On his recent trip to the Middle East Mitt Romney wanted to compliment the Israelis on the success of their economy. Yet, his clumsy comments boiled down to a suggestion that the comparative poverty of Palestine (i.e., West Bank and Gaza Strip) was a lack of Israeli "culture." The implied insult registered with the Palestinians. Was the presidential candidate making a fair point about the wealth of nations? Or was he gratuitously insulting Israel's neighbors?

The first point to make is that understanding why one country is rich and another is poor is extremely complex and not well understood even by development experts. Secondly, there are several factors affecting national wealth that are largely out of the control of a country's residents.

To begin with, poor countries are mostly located next to poor neighbors. Sub-Saharan Africa is one such impoverished region. So is the Middle East if recently oil-rich states are excluded. Likewise, wealthy nations are clustered together, as illustrated by Europe.

One likely reason for the clustering of poverty and wealth is that nations are enriched by international trade so that a country having wealthy neighbors is liable to conduct more trade and become wealthier itself. Trade is also enhanced by abolishing tariffs and duties so that new entrants to the European Community experience a bump in prosperity.

Human capital matters, of course. As a nation of immigrants, Israel receives educated people from around the globe and benefits from their expertise. Palestine loses many of the best and brightest who seek out their fortune in other places.

Along with human capital, Israel is the recipient of foreign direct investment and a healthy tourist industry brings in foreign currency.

The role of foreign investment is illustrated by Ireland's Celtic Tiger economy that catapulted the country from being one of the poorest in Europe to one of the wealthiest in the world within a decade. Many of the world's major technology companies set up there to obtain access to Europe's markets. They were attracted by a well-educated workforce, and lenient corporate taxation. Their arrival opened up tens of thousands of good jobs annually and reversed the historical pattern of brain drain to the U.S., Britain, and elsewhere.
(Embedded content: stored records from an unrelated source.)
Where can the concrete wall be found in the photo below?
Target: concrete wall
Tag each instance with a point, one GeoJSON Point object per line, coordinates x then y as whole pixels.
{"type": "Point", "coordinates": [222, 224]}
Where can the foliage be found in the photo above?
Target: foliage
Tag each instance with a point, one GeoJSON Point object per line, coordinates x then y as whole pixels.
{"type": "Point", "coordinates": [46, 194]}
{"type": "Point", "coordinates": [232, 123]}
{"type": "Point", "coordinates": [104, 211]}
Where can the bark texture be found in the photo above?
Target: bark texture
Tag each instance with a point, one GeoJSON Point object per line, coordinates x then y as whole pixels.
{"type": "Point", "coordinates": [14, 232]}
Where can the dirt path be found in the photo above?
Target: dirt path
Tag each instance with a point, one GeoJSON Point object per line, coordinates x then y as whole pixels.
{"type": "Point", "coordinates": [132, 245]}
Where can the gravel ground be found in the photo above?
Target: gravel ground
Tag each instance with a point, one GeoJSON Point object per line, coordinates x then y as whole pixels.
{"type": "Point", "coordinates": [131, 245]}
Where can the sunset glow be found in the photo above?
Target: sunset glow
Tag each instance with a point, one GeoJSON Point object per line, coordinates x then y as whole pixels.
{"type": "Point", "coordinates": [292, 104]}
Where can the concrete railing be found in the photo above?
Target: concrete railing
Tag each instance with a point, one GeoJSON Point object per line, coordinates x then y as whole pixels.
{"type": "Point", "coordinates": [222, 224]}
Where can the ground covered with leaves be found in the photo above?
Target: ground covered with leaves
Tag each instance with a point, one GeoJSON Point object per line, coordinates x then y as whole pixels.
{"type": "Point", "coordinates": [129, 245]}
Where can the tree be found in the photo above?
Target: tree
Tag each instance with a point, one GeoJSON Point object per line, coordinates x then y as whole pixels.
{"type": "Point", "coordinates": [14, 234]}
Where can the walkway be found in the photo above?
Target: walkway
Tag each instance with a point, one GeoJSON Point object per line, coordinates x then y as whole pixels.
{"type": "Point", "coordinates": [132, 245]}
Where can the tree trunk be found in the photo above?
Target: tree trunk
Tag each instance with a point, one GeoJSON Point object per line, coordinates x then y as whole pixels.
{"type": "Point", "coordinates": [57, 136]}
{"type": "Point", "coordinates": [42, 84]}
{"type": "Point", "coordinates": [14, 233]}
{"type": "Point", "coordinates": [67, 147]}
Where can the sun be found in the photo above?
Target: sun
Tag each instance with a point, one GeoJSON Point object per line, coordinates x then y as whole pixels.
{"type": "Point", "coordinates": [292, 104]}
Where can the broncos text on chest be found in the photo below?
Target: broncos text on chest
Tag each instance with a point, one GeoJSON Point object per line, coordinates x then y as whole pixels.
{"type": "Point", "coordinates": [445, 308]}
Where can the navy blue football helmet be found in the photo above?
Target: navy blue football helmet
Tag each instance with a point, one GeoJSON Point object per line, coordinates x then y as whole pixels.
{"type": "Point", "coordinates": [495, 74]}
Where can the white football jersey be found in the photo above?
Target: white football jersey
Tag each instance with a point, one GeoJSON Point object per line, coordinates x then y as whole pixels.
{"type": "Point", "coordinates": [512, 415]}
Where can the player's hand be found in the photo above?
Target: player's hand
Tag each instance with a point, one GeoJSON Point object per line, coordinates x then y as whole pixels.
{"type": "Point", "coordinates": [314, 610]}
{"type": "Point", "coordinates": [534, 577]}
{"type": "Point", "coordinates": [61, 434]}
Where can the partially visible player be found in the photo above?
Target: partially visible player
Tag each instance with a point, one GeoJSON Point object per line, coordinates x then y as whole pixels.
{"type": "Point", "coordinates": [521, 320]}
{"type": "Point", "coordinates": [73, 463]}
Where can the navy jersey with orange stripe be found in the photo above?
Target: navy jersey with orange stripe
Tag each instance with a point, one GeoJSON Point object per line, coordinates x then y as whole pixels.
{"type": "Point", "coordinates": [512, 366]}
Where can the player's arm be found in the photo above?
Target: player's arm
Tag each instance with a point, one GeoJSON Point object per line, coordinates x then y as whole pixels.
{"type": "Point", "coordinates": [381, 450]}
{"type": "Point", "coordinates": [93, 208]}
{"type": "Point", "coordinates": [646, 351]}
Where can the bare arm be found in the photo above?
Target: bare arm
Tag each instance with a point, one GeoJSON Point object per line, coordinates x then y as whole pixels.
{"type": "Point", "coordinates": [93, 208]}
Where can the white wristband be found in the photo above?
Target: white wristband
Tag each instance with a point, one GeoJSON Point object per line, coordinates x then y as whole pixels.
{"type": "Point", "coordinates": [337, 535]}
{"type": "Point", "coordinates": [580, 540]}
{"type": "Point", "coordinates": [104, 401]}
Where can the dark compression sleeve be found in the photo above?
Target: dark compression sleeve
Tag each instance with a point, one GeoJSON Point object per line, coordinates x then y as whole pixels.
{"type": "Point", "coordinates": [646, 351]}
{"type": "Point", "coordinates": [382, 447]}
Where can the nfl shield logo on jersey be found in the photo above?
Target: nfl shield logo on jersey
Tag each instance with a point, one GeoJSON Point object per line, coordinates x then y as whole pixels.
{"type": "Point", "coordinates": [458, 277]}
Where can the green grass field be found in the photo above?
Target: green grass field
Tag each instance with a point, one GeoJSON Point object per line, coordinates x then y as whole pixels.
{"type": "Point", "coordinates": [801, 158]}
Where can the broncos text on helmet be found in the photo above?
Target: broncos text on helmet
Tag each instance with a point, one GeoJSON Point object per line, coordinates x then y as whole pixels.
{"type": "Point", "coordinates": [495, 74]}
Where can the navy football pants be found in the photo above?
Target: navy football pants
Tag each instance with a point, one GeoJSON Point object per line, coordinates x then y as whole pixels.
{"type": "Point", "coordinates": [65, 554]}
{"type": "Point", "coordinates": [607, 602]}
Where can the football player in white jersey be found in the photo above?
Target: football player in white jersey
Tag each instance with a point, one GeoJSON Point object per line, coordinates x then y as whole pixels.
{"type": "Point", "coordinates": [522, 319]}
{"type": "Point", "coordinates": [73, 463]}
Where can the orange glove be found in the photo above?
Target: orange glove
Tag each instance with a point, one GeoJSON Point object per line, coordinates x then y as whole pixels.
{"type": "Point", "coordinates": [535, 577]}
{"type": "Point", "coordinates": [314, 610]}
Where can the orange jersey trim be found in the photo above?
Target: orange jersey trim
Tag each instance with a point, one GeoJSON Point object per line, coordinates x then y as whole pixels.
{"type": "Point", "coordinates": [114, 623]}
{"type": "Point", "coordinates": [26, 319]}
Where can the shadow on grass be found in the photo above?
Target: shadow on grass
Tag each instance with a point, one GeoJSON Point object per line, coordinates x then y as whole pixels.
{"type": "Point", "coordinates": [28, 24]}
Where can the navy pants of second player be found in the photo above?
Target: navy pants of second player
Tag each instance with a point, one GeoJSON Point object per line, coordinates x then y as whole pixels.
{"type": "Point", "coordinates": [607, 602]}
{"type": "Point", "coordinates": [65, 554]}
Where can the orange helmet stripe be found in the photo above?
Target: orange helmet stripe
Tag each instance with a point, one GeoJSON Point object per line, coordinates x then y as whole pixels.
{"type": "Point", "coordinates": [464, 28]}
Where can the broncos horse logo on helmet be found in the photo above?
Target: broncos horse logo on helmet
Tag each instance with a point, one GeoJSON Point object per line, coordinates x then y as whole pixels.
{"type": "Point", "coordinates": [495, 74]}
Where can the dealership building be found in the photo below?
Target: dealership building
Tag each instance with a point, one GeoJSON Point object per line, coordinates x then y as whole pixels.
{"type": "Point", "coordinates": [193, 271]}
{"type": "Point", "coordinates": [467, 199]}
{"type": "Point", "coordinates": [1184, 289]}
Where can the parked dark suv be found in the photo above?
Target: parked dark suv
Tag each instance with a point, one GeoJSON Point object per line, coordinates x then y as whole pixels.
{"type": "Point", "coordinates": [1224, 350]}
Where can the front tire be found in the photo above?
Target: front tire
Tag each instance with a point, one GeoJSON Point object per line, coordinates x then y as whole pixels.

Such huge foreign stimulus in a small economy is unusual, of course, and it seems quite unlikely to assist the Palestinians given the political problems they face, internal and external.

So Romney suggests that if only the Palestinians could pull themselves together as the Israelis have done that they might be as prosperous. Yet, it does not work like that. There are factors in geography and the physical environment that affect rates of development. In making that case, of course, one might be accused of propagating an even more depressing message -- that the Palestinians and residents of other poor countries are doomed to economic misery by factors outside their control.

Yet, that is not necessarily true. Being located in sub-Saharan Africa does not doom a country to poverty, for instance. Indeed, many economists look to Africa as an engine of economic growth for the future.

One of the key sources of optimism is the widespread adoption of wireless technologies that allow business people to surmount some of the infrastructural problems that held them back in the past, including bad roads and the dearth of navigable rivers.

Anyone who doubts such rosy predictions of Africa's future should look at South Africa, a country with a strong industrial base and a rising middle class despite its tortured colonial past, impoverished neighbors, and a major HIV/AIDS epidemic.

Perhaps Romney should have said that wherever a country is located, it can achieve prosperity in time. If South Africa and Ireland can overcome their political and economic problems, so can Palestine. Both were dominated by colonial overlords who cast doubt upon their capacity to succeed.